Von Schleimünde nach Massholm brauchen wir bei dem Gegenwind allerdings eine gute halbe Stunde, das ist der Nachteil der Aktion. Und auch in Massholm bekommen wir bei Böen um die 7 Bft das Anlegemanöver nicht geschenkt, wie sich herausstellt. Wir benötigen mehrere Anläufe um endlich in eine Box mit grünem Schild hereinzukommen. Dabei bricht unser Zweitbootshaken in der  Mitte, also an der Teleskopfunktion, durch und ist damit quasi wertlos.
Wieder zahlen wir die Liegegebühren, indem wir die 13 Euro für unsere Bootsgröße von 31 Fuss in einen Umschlag und dann ins Hafenmeisterbüro werfen.

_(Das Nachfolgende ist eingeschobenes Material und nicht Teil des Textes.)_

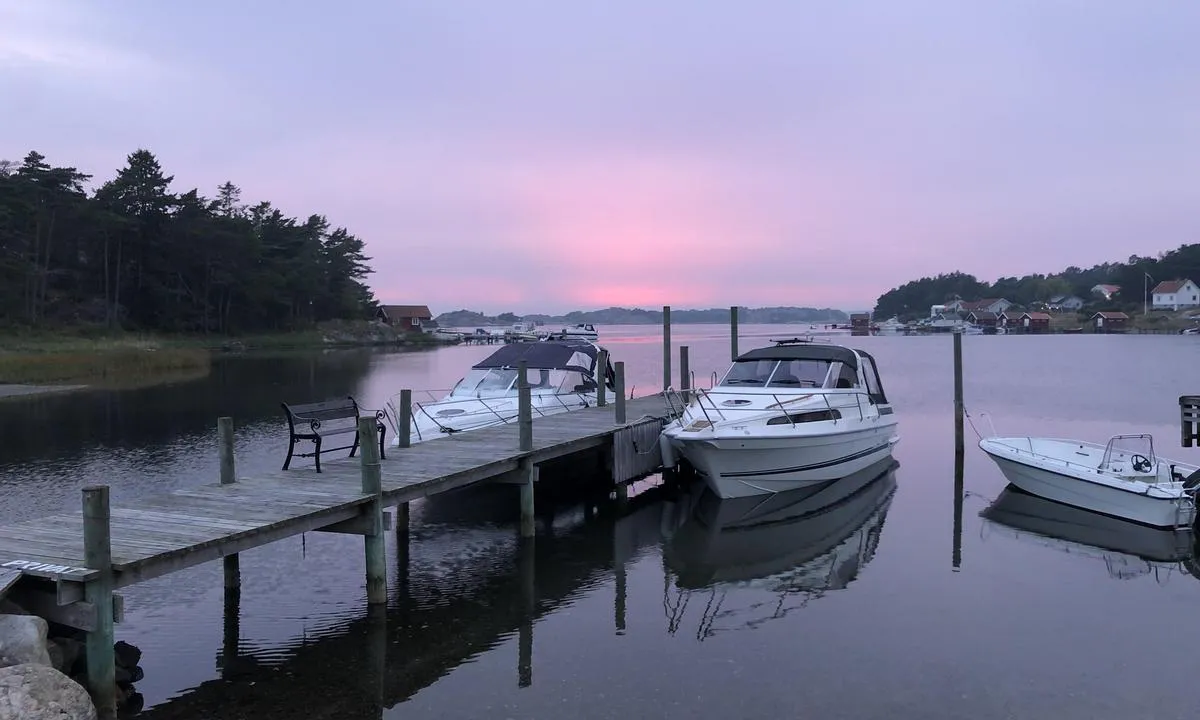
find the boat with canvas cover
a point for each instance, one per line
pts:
(562, 377)
(1122, 479)
(785, 417)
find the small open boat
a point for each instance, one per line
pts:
(1122, 479)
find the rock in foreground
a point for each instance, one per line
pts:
(41, 693)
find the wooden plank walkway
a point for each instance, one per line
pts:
(163, 533)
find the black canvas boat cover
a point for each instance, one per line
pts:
(827, 353)
(577, 355)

Sonntag ist allgemeiner Rückreisetag und so brechen viele Yachtis auf und treten den Heimweg an. Es weht 5-6 Windstärken, in Böen 7, an unserem Handgerät messen wir 8. Das ist inkl. Fahrt bei Raumwindkurs, denn der Wind kommt aus West und wir müssen nach Wendtorf. Dafür ist es auch deutlich tiefer als die üblichen 10 Meter, auf die sich die Windstärken beziehen. Es ist also angebracht zu reffen. Und zunächst rollen wir auch nur die Genua gerefft raus, später reffen wir sie wieder aus. Aus der Schlei heraus ist es noch wellenarm, mit jeder Meile Richtung Westen wird es jedoch mehr. Um Raumwind fahren zu können segeln wir direkten Kurs Richtung Wendtorf, ungeachtet des sich im Weg befindlichen Sperrgebietes. Doch mir wurde mal in Kappen von dem dortigen Hafenmeister gesagt, dass man es damit nicht so genau nehmen braucht. Also haben wir keine Skrupel von diesem Sperrgebiet die nordöstliche Ecke etwas abzuschneiden.
Aus Wellengründen hätten wir aber vielleicht besser daran getan von der Schleimündung direkt auf Südkurs zu gehen, wie es viele andere Yachten machen. Dort umfährt man das Sperrgebiet, hat weniger Welle und noch die Aussicht auf die Küste. So würde ich es das nächste Mal tun.
Jedenfalls sind wir extrem schnell mit dem gewählten Kurs. Ständig zwischen 6,5 und 7,5 Knoten. Da sind wir razi-fazi in Wendtorf und haben noch Zeit für Kaffee und Kuchen und das Schiff zu klarieren bevor wir wieder die Heimreise nach Köln antreten.